Current ISO for Windows 7 Professional x64 (the only edition I use) is 4.40GB so, it won't burn on a DVD5 and I don't use optical media much anymore anyway, I have an 8GB USB stick that I use exclusively for that ISO's target location.

But yeah, 216+ updates after an SP1 installation (using SP1 media) leads to 5 reboots and nearly 2.3GB of downloads even in spite of the estimated file sizes the Windows Update client tells you it'll have to grab. It ain't pretty but, that's how it goes.

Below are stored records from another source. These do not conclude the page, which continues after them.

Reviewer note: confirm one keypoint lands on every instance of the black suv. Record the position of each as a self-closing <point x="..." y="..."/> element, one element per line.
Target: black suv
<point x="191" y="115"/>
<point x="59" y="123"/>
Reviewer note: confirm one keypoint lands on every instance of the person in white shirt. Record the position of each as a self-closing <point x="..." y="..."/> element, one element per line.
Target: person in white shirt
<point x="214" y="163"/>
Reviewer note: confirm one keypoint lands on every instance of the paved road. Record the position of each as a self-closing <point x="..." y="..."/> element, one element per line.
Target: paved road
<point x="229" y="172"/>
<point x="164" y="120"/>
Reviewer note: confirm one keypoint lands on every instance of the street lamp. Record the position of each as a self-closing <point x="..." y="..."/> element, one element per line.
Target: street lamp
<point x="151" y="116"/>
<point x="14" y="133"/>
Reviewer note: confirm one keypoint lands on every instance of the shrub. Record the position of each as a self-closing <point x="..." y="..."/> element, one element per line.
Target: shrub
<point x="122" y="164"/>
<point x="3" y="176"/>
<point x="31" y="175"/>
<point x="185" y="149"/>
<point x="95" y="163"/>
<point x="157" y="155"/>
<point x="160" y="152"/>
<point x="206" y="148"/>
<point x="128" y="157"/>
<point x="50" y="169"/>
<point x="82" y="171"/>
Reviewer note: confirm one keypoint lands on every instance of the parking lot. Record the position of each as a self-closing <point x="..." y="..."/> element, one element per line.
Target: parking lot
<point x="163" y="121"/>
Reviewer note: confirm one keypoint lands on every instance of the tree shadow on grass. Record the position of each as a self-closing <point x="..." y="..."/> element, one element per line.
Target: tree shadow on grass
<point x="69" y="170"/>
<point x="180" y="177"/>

I'm actually using OSX currently since I really can't tolerate Linux at all - I have a Windows 7 virtual machine that I just created not 24 hours ago using that newest ISO I just made yesterday as well (newest update pack was released on March 15th. If you're interested - and yes the site is in Russian so use Google Translate if needed, the actual instructions to integrate are simple: extract the install.wim file from a piece of SP1 media, put that in a folder with the update pack executable, open a Command Prompt, execute two lines of code (one to figure out which edition index you want to use or you can just do the entire disc and the second starts the actual update process, then you copy the install.wim back into the ISO after deleting the old one with a tool like Ultra ISO which is my tool of choice or PowerISO, whatever).

Anyway, more info in the OP of this thread:

Наборы - UpdatePack7R2 версия 16.3.15

I'm pissed at Microsoft for a lot of things - especially anything and everything related to Windows 10, period - but my biggest grip overall, even in spite of some of their underhanded bullshit happeing to Windows 7, is the fact that they never gave us a proper Service Pack 2 for Windows 7 and of course now that's the proverbial snowball's chance in hell kind of thing. It would have been nice to have one but doing this update pack monthly is easier I suppose and once you create one, you can use that install.wim for the next month, you don't have to do the entire process again to do the 216+ updates, the update pack creation is cumulative in that respect.

The original update pack I used was from 2 years ago and I've just used the monthly releases to create the new ISO which takes a few minutes at most - the first time you create one from SP1 media it will take upwards of 30-45 minutes depending on your machine's power/speed/storage, but after that the regular smaller patching happens much much faster.